In CAP’s study of state legislative voting in North Carolina, Michigan, Wisconsin and Pennsylvania, the think tank found that a slim majority of all popular votes—51%–went to Democrats, but Republicans controlled all four legislatures. Though they did not say so, Wisconsin was the worst case of the four, with Democrats getting 55% of the state legislative vote, and Republicans 63% of the seats.
And other studies have ranked Tennessee as the most-gerrymandered state in U.S., at least on its state legislative lines. And though some 35% of Tennessee voters are registered Democrats, eight of its nine U.S. House seats are Republican-held.
“Partisan gerrymandering allows these politicians–who know they will retain majorities before the elections even happen–to stop listening to the citizens of their state while they pander to the extremes of their base and the special interests who fund their reelection. Just ask advocates trying to address the critical issue of preventing gun violence,” Tamden and Holder wrote.
Which brings up the extreme of the National Rifle Association.
Politicians, especially Republicans, kowtow to the notorious “gun lobby” for two reasons. One is its three million members vote how the lobby tells them to, and the lobby’s only issue is to preserve and expand “the right to keep and bear arms.” It hates any and all gun controls. That’s the extreme base—the same extreme base that opposes gun controls in that Texas poll.
The other is the NRA’s campaign cash. In so many words, money talks.
Though it’s currently reeling under massive charges of financial fraud and finagling with its members’ dollars, OpenSecrets.org figures show it has given massive campaign contributions to pro-right-wing Republicans over the last decade—and also spent millions of dollars on campaign ads denigrating gun control advocates.
From 1989-2022, the top 20 recipients of direct NRA campaign cash were all Republicans. Texas’s Cruz was second to Rep. Steve Scalise, R-La., now the House Majority Leader. “The NRA and other gun rights groups are loaded for bear with a seemingly limitless stash of cash ammunition,” OpenSecrets reported.
Gun groups and their allies, including firearms manufacturers, “gave more than $75.1 million to federal candidates, parties and outside spending groups from 1989 through the third quarter of 2022, with 90% of the funds contributed to candidates and parties going to Republicans. The NRA is consistently the top contributing organization among gun rights groups,” it said.

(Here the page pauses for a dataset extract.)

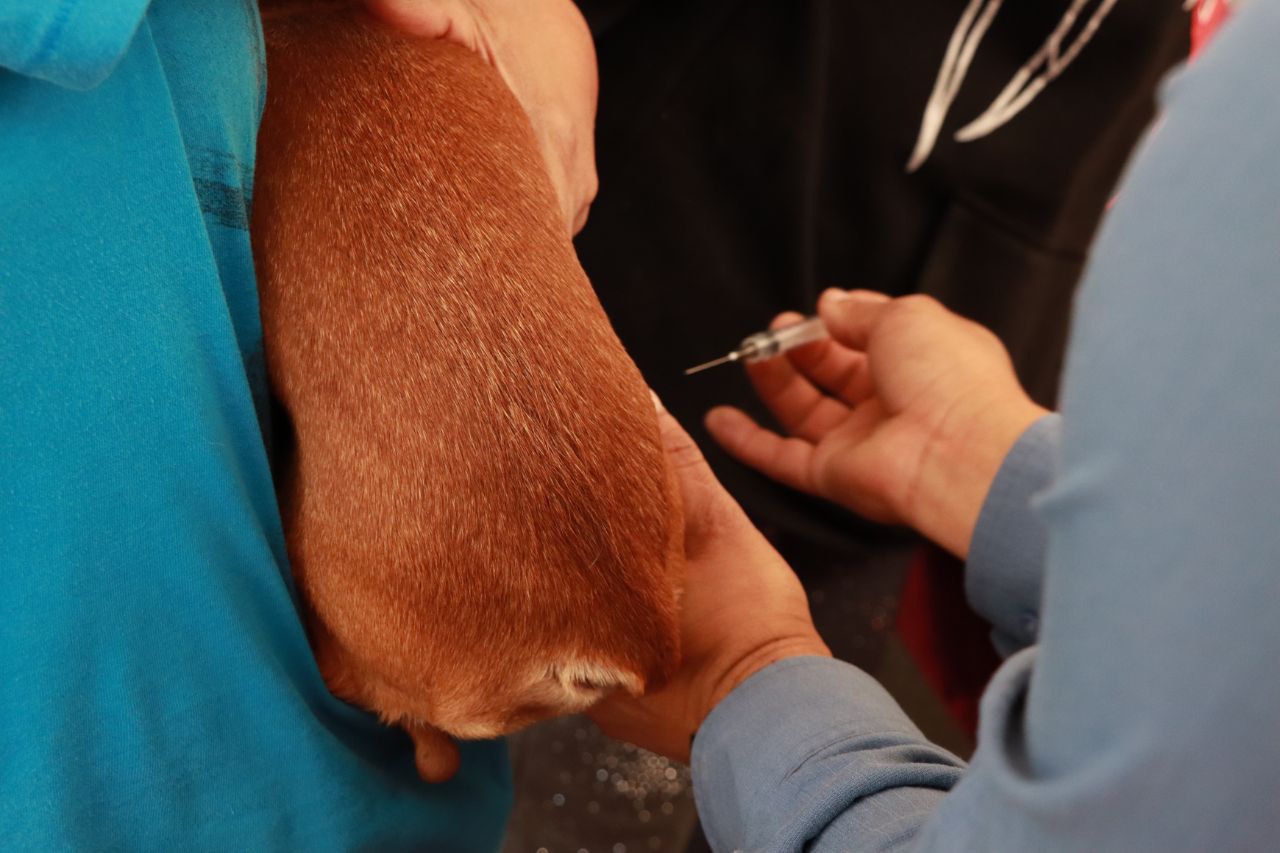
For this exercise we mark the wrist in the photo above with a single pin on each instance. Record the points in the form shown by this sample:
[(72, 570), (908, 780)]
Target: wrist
[(960, 465), (748, 664)]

Energized by the March For Our Lives movement, which in turn was sparked by the 2018 Valentine’s Day massacre of three union (AFT) teachers and 14 students at Florida’s Marjorie Stoneman Douglas High School, pro-gun control groups outspent the NRA for the first time: $9.8 million-$7.7 million.

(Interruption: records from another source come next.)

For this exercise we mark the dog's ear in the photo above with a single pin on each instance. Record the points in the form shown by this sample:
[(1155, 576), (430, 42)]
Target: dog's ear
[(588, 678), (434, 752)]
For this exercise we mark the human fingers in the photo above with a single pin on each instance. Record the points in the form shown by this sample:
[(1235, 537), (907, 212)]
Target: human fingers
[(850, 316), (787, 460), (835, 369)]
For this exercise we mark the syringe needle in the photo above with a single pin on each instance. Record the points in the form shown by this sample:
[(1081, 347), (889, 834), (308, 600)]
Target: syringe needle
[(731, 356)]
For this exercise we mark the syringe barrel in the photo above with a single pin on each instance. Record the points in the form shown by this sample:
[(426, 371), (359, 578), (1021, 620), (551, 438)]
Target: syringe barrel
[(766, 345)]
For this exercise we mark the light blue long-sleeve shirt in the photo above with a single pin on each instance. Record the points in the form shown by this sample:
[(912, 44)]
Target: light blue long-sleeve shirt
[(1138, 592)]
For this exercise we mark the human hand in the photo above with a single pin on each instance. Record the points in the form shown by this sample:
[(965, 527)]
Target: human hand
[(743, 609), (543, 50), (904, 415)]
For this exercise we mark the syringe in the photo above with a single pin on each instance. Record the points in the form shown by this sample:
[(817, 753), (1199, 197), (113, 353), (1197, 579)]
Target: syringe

But the NRA came out back on top in 2020, but it spent most of its $29 million to try to re-elect vociferous gun rights advocate Donald Trump to the Oval Office. The two sides tied in spending, at $13.3 million each in direct spending on candidates, in the 2022 balloting.
The margin was even worse in lobbying, with the NRA again accounting for the lion’s share of special interest cash in wooing lawmakers to support unlimited guns.

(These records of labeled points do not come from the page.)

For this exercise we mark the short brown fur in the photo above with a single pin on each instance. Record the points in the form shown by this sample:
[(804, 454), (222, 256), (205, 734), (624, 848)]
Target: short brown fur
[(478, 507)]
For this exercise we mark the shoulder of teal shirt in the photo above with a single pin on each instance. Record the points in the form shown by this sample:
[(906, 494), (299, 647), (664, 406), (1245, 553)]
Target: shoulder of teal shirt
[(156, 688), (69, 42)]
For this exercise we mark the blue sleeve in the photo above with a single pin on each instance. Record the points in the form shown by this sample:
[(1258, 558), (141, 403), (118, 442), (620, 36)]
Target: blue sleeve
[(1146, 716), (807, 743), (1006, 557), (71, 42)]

“Gun rights groups spent a record $15.8 million on lobbying in 2021 and $196.5 million in lobbying since 1998,” OpenSecrets said.
“Groups advocating for gun control spent a record $2.9 million in 2021. But gun control advocates, led by Giffords and Everytown for Gun Safety—the group established after the Sandy Hook school shooter killed 20 kids and six teachers in Connecticut–spent $30.1 million on lobbying from 1998 through the third quarter of 2022. That’s about six and a half times less than gun rights groups spent over the same period.”